I mentioned earlier that Bisley’s art was reminiscent of Frank Frazetta. To some extent, that’s true. It’s hard not when both artists painted similar subject matter. Additionally, Frazetta’s depiction of Conan the Barbarian visually defined sword and sorcery. However, the Frazetta comparisons should be a jumping-off point to discuss what makes Bisley unique.
Bisley takes a more “extreme” approach to rendering his characters. Frazetta’s muscle-bound figures fell into shapes that were humanly possible – the lean-muscular build of some Conan depictions or a fantasy equivalent of a bodybuilder. On the other hand, Bisley took that as a suggestion and added extra large muscles. At times, the bodies are bulking, with bulging proportions. This expectation is set on the first page with an image of Sláine as the Horned God. Bisley takes up a whole page (something rare in 2000 AD due to limited page allocation) to show off the title character as a large muscular being. He’s holding a giant sword in one hand and a burning spear in the other, accompanied by a helmet with protruding antlers. To bring it all home, the little background that can be seen behind the huge frame depicts a fantasy landscape – something you might see in Lord of the Rings – and cracks of lighting. It’s all very metal.

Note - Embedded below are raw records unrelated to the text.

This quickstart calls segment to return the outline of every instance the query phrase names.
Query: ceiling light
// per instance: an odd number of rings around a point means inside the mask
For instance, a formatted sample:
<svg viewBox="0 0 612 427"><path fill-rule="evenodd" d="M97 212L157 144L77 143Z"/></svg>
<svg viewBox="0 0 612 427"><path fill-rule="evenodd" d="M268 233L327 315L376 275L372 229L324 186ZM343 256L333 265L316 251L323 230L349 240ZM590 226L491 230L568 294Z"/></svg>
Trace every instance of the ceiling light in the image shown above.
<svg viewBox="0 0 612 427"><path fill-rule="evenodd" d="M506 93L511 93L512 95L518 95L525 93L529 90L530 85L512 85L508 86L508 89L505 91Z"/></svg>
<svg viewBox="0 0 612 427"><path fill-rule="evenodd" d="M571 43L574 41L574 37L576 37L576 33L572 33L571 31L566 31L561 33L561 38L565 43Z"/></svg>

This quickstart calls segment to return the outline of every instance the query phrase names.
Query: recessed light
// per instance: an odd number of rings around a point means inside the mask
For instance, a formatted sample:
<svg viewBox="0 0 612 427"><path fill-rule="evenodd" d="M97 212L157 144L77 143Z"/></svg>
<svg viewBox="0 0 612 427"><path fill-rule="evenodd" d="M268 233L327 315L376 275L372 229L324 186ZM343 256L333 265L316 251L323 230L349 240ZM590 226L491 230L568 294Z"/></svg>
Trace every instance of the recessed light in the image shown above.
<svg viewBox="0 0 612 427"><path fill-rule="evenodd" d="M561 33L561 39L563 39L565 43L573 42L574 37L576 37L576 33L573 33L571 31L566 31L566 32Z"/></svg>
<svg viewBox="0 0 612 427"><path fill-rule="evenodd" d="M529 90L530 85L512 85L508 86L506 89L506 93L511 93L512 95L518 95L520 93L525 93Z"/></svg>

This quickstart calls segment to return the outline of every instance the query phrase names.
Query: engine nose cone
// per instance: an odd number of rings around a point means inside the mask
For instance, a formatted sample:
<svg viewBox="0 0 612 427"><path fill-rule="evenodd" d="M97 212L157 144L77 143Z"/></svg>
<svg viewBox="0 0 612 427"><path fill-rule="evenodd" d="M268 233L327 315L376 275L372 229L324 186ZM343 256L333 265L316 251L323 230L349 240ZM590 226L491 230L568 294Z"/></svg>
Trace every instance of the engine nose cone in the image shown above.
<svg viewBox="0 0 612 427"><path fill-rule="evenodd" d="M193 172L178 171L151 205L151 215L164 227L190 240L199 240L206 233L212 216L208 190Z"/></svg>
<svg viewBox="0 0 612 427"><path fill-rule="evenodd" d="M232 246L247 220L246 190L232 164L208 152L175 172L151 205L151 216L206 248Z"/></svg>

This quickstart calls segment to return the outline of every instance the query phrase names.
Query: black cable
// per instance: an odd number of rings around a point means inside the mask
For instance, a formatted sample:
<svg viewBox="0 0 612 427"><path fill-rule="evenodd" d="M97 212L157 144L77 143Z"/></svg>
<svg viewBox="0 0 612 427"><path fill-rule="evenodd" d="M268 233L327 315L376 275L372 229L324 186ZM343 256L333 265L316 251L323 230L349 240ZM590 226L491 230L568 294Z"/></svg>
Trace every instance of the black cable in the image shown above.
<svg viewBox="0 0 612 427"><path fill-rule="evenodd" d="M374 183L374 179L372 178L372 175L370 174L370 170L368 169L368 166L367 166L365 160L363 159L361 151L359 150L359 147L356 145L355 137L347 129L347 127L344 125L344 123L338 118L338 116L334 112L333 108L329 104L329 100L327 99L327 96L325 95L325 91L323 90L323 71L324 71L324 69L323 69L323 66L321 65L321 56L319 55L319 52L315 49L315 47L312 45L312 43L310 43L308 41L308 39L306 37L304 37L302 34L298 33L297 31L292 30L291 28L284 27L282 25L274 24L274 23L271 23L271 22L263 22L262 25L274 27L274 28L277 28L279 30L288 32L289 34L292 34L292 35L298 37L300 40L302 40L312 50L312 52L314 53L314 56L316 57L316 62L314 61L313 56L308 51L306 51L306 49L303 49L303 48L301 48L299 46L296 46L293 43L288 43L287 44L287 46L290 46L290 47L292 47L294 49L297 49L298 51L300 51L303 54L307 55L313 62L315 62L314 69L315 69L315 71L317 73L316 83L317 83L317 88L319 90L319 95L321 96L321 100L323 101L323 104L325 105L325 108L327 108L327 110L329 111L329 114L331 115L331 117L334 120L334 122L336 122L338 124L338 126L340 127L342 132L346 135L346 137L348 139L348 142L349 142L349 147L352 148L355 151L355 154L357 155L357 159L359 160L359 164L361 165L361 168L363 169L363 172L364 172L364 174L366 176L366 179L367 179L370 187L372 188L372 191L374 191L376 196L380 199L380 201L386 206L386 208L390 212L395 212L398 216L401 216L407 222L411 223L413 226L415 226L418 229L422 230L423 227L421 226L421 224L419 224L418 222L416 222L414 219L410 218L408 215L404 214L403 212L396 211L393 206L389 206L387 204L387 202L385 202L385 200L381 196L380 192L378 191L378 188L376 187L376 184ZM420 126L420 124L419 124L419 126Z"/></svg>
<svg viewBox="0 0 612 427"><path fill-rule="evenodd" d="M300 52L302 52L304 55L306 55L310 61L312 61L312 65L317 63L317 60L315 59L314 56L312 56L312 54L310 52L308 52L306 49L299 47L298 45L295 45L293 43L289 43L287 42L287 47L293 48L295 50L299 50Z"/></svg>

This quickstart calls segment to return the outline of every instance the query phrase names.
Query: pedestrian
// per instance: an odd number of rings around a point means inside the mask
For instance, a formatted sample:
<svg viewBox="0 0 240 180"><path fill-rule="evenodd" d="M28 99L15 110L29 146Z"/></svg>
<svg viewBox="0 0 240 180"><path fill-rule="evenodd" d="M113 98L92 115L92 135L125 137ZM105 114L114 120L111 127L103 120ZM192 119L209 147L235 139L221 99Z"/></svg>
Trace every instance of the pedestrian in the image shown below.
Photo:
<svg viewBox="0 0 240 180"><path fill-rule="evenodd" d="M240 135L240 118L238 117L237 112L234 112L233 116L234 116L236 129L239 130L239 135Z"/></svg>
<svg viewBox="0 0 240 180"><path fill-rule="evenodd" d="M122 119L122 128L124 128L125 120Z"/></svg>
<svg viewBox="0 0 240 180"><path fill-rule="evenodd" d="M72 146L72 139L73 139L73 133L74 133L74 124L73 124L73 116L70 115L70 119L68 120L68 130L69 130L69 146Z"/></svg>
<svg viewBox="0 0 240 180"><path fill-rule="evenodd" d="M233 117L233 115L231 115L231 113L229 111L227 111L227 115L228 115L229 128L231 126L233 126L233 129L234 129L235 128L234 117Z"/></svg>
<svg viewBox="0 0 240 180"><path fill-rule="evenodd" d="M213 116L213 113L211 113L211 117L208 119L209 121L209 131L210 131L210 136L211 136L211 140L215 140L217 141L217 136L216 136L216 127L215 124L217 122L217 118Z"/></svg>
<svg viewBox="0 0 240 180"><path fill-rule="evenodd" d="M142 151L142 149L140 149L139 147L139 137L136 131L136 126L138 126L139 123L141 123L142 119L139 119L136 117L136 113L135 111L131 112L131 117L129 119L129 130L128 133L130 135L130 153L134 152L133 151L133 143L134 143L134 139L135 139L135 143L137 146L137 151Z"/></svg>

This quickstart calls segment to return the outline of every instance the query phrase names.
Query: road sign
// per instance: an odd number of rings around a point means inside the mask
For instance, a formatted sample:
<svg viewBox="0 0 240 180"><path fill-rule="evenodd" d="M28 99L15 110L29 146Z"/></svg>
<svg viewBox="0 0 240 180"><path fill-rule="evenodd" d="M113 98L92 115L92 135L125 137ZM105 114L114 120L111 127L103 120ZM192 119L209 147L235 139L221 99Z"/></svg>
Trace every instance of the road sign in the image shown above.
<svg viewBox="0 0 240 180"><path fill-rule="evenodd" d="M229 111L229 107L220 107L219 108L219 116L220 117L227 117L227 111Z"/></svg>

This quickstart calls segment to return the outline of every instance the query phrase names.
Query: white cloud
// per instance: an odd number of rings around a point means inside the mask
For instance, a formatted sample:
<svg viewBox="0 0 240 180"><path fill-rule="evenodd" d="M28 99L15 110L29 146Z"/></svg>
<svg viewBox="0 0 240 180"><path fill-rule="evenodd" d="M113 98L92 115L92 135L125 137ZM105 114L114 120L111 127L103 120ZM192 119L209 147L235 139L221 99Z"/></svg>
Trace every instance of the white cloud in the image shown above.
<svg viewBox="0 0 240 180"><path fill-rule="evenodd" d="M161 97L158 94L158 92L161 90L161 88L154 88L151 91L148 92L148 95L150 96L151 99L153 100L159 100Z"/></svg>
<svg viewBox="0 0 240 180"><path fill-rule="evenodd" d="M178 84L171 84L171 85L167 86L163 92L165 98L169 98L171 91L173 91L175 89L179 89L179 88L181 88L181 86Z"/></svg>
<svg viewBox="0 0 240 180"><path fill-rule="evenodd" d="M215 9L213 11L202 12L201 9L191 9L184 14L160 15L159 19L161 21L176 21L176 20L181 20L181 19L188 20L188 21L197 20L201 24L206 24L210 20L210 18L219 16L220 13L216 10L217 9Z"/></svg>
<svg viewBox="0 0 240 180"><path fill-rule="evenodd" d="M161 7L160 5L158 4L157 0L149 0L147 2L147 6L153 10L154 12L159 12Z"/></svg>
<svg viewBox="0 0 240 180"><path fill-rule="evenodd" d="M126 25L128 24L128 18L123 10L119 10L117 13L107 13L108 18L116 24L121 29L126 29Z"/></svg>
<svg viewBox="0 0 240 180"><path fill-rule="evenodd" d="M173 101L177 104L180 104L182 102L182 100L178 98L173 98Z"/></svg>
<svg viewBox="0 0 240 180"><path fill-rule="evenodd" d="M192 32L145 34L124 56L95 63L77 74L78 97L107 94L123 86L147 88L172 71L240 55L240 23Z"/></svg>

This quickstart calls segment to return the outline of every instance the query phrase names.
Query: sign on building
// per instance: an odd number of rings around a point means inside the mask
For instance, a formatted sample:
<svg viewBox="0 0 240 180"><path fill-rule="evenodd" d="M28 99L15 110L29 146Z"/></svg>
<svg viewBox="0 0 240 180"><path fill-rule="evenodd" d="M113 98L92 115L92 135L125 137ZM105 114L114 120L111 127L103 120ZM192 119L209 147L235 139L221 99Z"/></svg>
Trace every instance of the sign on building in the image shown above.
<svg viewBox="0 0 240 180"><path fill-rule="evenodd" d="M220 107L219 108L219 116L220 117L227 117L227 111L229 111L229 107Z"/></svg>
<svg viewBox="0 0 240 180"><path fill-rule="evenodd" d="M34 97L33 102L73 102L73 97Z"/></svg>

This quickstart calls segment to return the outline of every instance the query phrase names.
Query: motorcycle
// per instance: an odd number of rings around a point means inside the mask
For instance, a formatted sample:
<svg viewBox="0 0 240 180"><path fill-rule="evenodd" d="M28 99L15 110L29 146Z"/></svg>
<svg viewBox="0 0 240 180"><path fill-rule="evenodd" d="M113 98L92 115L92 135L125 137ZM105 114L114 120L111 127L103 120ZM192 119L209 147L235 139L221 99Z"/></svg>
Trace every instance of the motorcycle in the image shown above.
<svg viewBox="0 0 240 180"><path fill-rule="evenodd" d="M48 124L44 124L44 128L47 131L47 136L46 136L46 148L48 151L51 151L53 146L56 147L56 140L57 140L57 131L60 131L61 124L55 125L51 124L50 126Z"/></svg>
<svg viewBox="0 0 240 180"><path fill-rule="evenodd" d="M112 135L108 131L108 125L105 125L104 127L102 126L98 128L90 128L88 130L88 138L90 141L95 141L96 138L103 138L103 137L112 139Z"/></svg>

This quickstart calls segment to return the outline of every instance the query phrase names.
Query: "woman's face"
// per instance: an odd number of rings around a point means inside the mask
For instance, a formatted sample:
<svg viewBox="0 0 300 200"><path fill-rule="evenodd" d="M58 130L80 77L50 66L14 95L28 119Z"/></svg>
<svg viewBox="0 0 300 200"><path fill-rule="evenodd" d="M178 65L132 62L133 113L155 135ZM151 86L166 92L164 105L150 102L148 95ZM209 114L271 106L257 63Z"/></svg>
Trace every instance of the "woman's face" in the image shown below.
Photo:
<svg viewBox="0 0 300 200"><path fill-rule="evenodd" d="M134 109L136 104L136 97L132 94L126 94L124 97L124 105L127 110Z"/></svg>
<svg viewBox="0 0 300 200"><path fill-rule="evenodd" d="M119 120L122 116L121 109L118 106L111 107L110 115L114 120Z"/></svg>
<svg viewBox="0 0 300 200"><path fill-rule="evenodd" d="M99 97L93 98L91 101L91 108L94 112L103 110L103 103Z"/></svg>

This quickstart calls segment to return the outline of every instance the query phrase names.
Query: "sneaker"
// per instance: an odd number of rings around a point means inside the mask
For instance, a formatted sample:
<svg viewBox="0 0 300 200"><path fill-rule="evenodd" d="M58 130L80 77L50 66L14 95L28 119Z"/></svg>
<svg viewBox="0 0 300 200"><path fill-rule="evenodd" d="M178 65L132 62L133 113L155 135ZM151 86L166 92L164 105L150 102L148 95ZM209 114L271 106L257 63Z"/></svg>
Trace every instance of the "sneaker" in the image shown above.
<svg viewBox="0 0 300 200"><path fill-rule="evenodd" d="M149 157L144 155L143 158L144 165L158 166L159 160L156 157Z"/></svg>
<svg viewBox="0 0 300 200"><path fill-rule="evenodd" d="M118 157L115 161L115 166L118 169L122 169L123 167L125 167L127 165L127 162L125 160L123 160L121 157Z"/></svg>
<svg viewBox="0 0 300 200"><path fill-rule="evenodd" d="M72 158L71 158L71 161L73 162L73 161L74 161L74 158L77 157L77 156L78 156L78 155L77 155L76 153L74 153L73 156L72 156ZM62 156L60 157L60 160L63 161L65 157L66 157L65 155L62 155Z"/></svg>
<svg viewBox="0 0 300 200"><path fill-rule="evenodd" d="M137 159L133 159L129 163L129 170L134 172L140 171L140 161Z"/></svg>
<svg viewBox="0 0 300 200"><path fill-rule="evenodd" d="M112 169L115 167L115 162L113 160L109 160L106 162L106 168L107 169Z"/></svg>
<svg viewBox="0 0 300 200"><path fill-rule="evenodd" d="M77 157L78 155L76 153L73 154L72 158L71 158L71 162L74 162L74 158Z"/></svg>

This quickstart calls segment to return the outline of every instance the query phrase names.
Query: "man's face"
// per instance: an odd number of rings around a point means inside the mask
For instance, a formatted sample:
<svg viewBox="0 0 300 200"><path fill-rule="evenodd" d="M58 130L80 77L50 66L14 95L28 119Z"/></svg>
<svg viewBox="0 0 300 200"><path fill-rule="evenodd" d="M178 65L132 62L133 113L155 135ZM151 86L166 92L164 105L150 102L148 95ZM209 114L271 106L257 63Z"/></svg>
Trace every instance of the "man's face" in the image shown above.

From a comics perspective, this kind of extreme figure was a contemporary trend, with artists like Rob Liefeld and Todd McFarlane leading the charge in the US. However, Bisley’s fantasy art accommodates this well as the rest of the visuals selling the suspension of disbelief.
It also justifies the use of ultraviolence. It’s no secret that sword and sorcery stories can be violent. However, it doesn’t feel out of place like it might in a superhero or science fiction comic. The genre tropes – such as heroes with massive swords and harsh environments – set expectations. So when readers encounter the bursting of blood or the cutting off of limbs, it might be shocking on a spectacle level, but it’s not out of place.
Bisley’s art can also be animated. Here, he gives up a bit of rigidity in favour of using squash and stretch animated techniques. These work in the light moments to make characters more expressive. A great example is the image above, which shows several expressions in quick succession. Throughout this discussion, the Goddess’ face changes shape to fit and exaggerates the emotion portrayed. Her eyes and mouth, accompanied by a lengthy tongue, grow in the lighter moments. Gritted teeth and smaller eyes show exaggerated anger. Ukko is another example of this at work, where his long dwarf ears, big teeth, and long face come into play. These features work really well for someone who’s the comic relief.
Sláine: The Horned God is a visually impressive comic. Through its title character and the themes it explores, it flips sword and sorcery on its head to give an engaging and well-research tale. While the violence may not be to everyone’s taste, it’s hard not to marvel at Simon Bisley’s impressive art that goes beyond its initial Frazetta comparisons.